VettaFi: What are the main takeaways of this study that you would give to either an individual investor or financial advisor who’s trying to figure out what all of this means when they intend to retire by 2040? Are there any practical ways to start positioning a portfolio with all this in mind?

Khang: No. 1 — and this is a sharp takeaway — is that we actually do not see a path to see a very low, short-term  policy rate, and that is different from the consensus that’s out there. The 10-year consensus on the U.S. economy is about 2% nominal growth, maybe a 3% shorter-term interest rate and 2% inflation rate.

If I were to put a label on that consensus, that would be very similar to pre-COVID, moderate to low growth, and somewhat moderate, well-controlled inflation. Nothing really exciting, nothing terribly concerning. It’s just a continuation of what we saw in the last decade.

What we’re saying with this research piece is that we actually do not see that happening with a lot of probability. We don’t think that the continuation of the pre-COVID trend is really what we’re looking at as we look into the next decade. We think it’s going to be one of the two scenarios.

So, what are some of the practical ways in which people can start incorporating this in their investment portfolio?

No. 1 is, we actually don’t see the short-term interest rate coming down. I’m not talking about this particular disinflation cycle.
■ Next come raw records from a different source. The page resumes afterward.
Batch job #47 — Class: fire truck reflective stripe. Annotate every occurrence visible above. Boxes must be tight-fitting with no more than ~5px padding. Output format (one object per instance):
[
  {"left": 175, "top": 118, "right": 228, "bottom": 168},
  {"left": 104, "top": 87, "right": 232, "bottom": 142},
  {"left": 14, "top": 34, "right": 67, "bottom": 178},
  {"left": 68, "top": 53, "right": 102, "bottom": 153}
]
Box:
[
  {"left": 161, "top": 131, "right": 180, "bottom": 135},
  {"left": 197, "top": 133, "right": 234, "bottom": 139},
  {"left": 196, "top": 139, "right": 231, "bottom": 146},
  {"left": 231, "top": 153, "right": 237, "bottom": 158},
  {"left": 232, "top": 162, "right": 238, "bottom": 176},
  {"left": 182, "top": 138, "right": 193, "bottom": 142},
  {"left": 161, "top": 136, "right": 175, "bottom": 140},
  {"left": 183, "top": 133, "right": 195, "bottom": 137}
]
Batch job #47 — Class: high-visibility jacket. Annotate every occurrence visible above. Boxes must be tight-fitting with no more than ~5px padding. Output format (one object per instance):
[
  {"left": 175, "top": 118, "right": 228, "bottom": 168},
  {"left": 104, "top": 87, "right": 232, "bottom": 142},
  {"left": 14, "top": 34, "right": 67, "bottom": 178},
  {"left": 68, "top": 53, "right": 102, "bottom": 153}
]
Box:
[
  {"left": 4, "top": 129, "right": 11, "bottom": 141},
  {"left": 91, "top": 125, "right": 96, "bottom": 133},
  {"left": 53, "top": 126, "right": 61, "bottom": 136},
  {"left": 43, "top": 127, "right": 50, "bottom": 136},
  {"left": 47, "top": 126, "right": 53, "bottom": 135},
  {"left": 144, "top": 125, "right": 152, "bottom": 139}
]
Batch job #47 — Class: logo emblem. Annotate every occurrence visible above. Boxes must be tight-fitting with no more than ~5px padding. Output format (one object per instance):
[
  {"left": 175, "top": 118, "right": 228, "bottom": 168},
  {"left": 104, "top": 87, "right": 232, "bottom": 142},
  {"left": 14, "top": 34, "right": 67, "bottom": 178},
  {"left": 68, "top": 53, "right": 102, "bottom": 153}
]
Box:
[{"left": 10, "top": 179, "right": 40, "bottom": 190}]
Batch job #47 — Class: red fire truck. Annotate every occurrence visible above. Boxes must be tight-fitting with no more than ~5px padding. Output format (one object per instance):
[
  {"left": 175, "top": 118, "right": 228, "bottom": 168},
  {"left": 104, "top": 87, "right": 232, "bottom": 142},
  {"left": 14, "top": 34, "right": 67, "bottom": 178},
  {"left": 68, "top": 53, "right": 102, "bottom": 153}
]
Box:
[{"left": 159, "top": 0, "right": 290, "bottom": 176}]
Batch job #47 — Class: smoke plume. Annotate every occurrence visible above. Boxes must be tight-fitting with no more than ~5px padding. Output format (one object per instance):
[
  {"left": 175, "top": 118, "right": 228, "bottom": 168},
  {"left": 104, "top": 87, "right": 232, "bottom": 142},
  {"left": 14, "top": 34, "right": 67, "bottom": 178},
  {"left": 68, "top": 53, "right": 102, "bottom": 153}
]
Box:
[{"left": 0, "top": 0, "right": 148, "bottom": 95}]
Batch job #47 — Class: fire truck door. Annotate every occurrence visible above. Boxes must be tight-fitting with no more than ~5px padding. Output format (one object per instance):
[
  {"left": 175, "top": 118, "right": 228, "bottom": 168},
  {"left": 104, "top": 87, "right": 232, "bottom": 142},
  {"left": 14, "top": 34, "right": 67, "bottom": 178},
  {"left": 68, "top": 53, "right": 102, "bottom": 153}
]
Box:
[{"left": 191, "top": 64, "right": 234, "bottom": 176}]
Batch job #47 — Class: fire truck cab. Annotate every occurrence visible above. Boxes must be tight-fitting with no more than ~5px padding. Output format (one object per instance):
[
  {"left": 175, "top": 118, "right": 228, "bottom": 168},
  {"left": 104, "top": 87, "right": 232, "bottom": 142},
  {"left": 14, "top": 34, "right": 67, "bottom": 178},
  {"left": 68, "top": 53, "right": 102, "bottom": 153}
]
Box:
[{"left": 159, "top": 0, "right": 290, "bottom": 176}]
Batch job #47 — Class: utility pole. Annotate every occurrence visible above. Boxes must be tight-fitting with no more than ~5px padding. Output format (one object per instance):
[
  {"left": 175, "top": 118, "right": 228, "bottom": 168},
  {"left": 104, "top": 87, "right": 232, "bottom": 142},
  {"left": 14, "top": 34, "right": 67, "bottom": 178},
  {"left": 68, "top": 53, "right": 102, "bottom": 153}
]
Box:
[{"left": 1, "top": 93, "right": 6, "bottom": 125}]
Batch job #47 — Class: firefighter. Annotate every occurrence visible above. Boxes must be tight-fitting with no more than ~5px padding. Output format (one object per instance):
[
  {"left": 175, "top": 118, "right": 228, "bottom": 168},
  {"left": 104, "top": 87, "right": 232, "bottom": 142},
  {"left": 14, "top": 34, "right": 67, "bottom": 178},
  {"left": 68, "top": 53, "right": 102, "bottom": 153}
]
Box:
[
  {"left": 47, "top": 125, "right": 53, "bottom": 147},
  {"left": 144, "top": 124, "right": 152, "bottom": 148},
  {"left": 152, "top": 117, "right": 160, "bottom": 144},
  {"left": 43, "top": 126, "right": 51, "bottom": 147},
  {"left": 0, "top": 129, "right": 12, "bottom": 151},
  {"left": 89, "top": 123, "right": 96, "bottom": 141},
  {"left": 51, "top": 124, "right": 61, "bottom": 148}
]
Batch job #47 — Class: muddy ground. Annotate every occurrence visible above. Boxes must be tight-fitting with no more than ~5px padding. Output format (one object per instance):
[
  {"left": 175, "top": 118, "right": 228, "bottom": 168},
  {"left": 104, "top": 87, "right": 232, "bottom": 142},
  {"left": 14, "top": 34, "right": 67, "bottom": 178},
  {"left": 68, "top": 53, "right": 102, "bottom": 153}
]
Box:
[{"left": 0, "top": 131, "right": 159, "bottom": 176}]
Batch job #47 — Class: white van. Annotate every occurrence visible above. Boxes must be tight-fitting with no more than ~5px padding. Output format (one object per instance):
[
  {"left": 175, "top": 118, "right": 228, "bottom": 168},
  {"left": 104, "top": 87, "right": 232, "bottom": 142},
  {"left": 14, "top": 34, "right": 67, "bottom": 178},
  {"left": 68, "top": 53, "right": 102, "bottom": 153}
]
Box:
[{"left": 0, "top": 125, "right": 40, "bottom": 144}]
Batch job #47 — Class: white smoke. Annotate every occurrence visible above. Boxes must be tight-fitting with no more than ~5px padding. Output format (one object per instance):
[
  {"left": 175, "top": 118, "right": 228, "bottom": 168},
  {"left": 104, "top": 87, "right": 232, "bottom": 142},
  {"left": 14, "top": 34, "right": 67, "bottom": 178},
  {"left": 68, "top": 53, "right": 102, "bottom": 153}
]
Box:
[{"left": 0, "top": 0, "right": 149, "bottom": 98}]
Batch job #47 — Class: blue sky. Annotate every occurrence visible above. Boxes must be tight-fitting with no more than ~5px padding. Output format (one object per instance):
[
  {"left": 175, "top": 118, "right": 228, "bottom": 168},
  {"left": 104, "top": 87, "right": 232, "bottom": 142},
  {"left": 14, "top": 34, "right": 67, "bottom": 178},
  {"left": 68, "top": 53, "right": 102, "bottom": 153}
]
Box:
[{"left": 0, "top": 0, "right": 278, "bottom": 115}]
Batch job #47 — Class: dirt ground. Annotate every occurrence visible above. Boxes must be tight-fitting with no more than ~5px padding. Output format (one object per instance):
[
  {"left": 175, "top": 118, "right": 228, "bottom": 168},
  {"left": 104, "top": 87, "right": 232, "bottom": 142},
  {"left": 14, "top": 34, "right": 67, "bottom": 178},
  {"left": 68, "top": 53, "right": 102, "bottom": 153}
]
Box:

But, in both scenarios that we have in mind, the interest rate is going to have to remain at a level closer to the higher level that we’re seeing right now.

Upside and Downside Scenarios

In the upside scenario, what we’re seeing — and what we’re going to see — is there’s going to be really high real GDP growth. And then the neutral rate just has to be higher to match that level of productivity in the economy.

On the downside scenario, if the productivity boost doesn’t pan out, what that means is there’s going to be a whole economy that’s weighed down by the growing debt. The market is going to start pricing in more inflationary impact of growing debt, as it is concerned about the government’s ability to eventually pay. It feels like an eternity away now, but it could happen. If that were to be the case, then the central bank will have to be much more active and raise rates to keep the inflation rate close to the target. For those reasons, we also think that the structural neutral rate, even in the downside scenario, will have to be high in recognition of the structural deficit.

At the end of the day, all appreciate having lived through different return environments for the last 15 years. That neutral rate is a way of setting the return on an investment environment. Last year, we came out saying this is really the return of “sound money,” because the neutral rate in the economy is now higher. We maintain that view into the remainder of this decade: that it’s going to remain at a very high level compared to what we were used to pre-COVID, which is effectively zero.